With CBT, relaxation therapy is combined with positive self-talk, minimizing negative or self-destructive thoughts, and changing beliefs about pain. The main focus of CBT is to replace poor coping skills and maladaptive beliefs and emotions with healthier ones. This approach deals with the psychologic and social factors affecting chronic pain.

Other methods such as pain relievers, acupuncture, and chiropractic care help with the biologic side of pain. For best results, it’s recommended that a program is used that addresses all the biologic, psychologic, and social aspects of chronic pain.

I want to go for acupuncture for my back pain. How does acupuncture work?

Researchers don’t quite understand how acupuncture works, but there are several theories. One theory is that the introduction of the needles releases chemicals and endorphins that help manage the pain, while another theory says that the needles affect a patient’s pain threshold. However it works, the Chinese belief is that the body’s health is a balance of two forces, the yin and the yang.

If the forces are not in balance, as would happen with illness or accident, this must be fixed and acupuncture is able to fix this.

The acupuncturist locates various points that are believed to be responsible for certain areas of the body and by inserting the acupuncture needles into these points, balance is achieved.

What are the dangers of acupuncture for back pain?

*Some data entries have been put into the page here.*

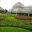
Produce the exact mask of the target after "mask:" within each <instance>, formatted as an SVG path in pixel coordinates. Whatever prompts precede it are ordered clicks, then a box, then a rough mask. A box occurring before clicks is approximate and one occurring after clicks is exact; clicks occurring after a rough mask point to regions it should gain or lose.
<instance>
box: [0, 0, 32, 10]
mask: <svg viewBox="0 0 32 32" xmlns="http://www.w3.org/2000/svg"><path fill="white" fill-rule="evenodd" d="M17 2H21V3H23V4H24V5H25V6H29V5H32V0H0V7H2V8H4V9H7V10H9V9H11V8H12V6H13V5H14V4H15V3H17Z"/></svg>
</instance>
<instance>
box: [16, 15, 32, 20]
mask: <svg viewBox="0 0 32 32" xmlns="http://www.w3.org/2000/svg"><path fill="white" fill-rule="evenodd" d="M16 18H18V19H23V20H32V17H31V16H16Z"/></svg>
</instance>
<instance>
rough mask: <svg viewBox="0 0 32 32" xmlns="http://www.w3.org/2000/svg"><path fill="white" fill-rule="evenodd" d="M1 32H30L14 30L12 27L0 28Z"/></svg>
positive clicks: (26, 31)
mask: <svg viewBox="0 0 32 32" xmlns="http://www.w3.org/2000/svg"><path fill="white" fill-rule="evenodd" d="M0 32H30V31H28V30H25V29H22V28H15V27H14V28H13V27H10V28H7V27H6V28H5V27H4V28H3V27H2V28H0Z"/></svg>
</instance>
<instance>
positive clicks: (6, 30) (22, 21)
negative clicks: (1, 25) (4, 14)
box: [0, 15, 32, 32]
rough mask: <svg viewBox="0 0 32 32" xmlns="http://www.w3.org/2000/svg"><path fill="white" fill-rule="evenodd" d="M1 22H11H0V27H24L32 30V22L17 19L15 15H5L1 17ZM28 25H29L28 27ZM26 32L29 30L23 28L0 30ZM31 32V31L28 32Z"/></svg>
mask: <svg viewBox="0 0 32 32" xmlns="http://www.w3.org/2000/svg"><path fill="white" fill-rule="evenodd" d="M0 20H9V22H7V21H6V22H5V21H4V22H0V25H2V26H3V25H6V26H24V28H32V25H30V22H31V23H32V20H21V19H16V17H15V15H4V16H0ZM10 20H17V21H16V22H14V21H10ZM26 24H28V25H26ZM15 31H16V32H26V31H27V30H25V29H22V28H0V32H15ZM27 32H29V31H27Z"/></svg>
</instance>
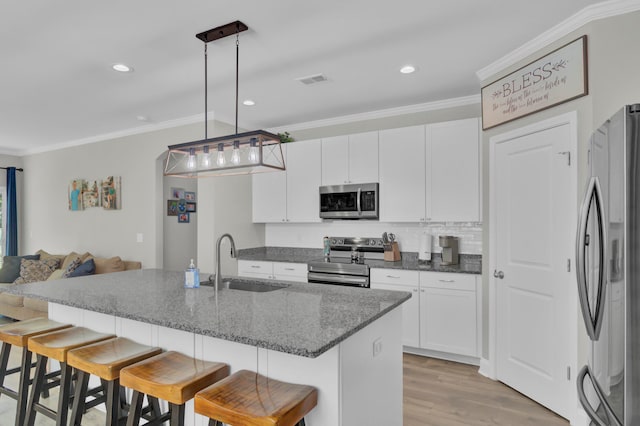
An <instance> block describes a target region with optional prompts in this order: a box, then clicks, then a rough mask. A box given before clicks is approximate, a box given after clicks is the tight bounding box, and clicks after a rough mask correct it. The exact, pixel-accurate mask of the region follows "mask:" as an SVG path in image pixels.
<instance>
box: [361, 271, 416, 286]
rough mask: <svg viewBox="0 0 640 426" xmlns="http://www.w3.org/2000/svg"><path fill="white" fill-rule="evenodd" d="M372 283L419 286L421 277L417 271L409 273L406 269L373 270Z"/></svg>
mask: <svg viewBox="0 0 640 426" xmlns="http://www.w3.org/2000/svg"><path fill="white" fill-rule="evenodd" d="M371 282H372V283H381V284H395V285H409V286H417V285H418V283H419V282H420V275H419V273H418V272H417V271H407V270H404V269H372V270H371Z"/></svg>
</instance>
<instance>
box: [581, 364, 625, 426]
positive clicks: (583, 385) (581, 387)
mask: <svg viewBox="0 0 640 426" xmlns="http://www.w3.org/2000/svg"><path fill="white" fill-rule="evenodd" d="M586 376H589V381H590V382H591V384H592V385H593V389H594V390H595V392H596V395H597V396H598V400H599V401H600V404H601V405H602V407H603V409H604V413H605V415H606V416H607V420H608V421H607V422H606V423H605V422H604V420H602V418H600V416H598V413H596V411H595V410H594V409H593V407H592V406H591V404H590V403H589V400H588V399H587V396H586V394H585V392H584V379H585V377H586ZM577 385H578V399H579V400H580V404H581V405H582V408H584V411H585V412H586V413H587V415H588V416H589V418H590V419H591V421H592V422H593V424H595V425H596V426H622V424H621V423H620V422H619V421H618V419H617V417H616V416H615V415H614V414H613V413H612V412H611V408H610V407H609V406H608V404H607V403H606V402H605V398H604V395H603V394H602V390H601V389H600V386H598V384H597V383H596V382H594V381H593V375H592V374H591V369H590V368H589V366H588V365H585V366H584V367H582V370H580V373H579V374H578V381H577Z"/></svg>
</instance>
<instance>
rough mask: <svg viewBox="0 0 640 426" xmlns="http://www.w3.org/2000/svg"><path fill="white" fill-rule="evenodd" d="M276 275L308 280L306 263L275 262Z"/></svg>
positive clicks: (273, 268) (274, 266)
mask: <svg viewBox="0 0 640 426" xmlns="http://www.w3.org/2000/svg"><path fill="white" fill-rule="evenodd" d="M273 274H274V275H293V276H296V277H304V278H307V264H306V263H283V262H273Z"/></svg>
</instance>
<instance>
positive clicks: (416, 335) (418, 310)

Side effects with acupuncture are rare and usually mild, such as some bleeding at the site, bruising perhaps. In some rare cases, patients have contracted hepatitis or septicemia from contaminated needles.

Not all people should have acupuncture. If you have a bleeding disorder, an infection on the skin or some other damage to the skin where the needles would be placed, you should not have acupuncture. As well, if you are pregnant, allergic to metal, or are taking medications to thin your blood, you should proceed with caution.

My sister used to have a drug habit that got really bad. She had it for years and had to do rehab a few times before she finally got clean. She’s doing really well but she is having a lot of pain in her back. Her doctor says that she can take something for it, but she’s afraid. She’s also afraid of the surgery he is suggesting because that would mean taking potentially addicting medications. Is there anything she can do?

Treating patients with a history of drug addiction for pain is not easy. The doctors have to weigh the importance of pain relief with the issue of potential drug abuse. The fact that your sister is aware of this issue is a good thing, because it opens a dialogue between her and her doctors.

There is hope for people in your sister’s situation. There are medications that have lower addiction potential and experienced doctors can follow treatment plans that limit the risk of addiction.

The best thing for your sister to do is to have a discussion with her doctor and, if possible, a pain management specialist. By discussing the issues and her options, there is likely a solution for her so she doesn’t have to continue living in pain.

I tried taking methadone for my addiction but was switched to a different drug, buprenorphine. This drug seems to be working for me and I take it every day. The problem is, I wrecked my knee and am supposed to have surgery. How can I convince the hospital staff if I really have pain and they won’t think I’m just wanting the drugs?

A patient with a history of drug abuse and addiction can be hard to treat for pain after surgery because there is often the lingering fear of the patient getting addicted again. That being said, you should not be suffering from pain if you don’t have to be.

Patients who take buprenorphine for addiction are able to have surgery and be treated, although the treatment has to be done by a doctor who understands how the medications work with each other.

Buprenorphine is also given for pain relief, so if you are already taking it, the surgical pain might be manageable just by changing the doses of the medication. If you experience what is called break-through pain, pain that happens despite taking pain killers, there are some types of medications that your doctor can order that will be given over a short-term.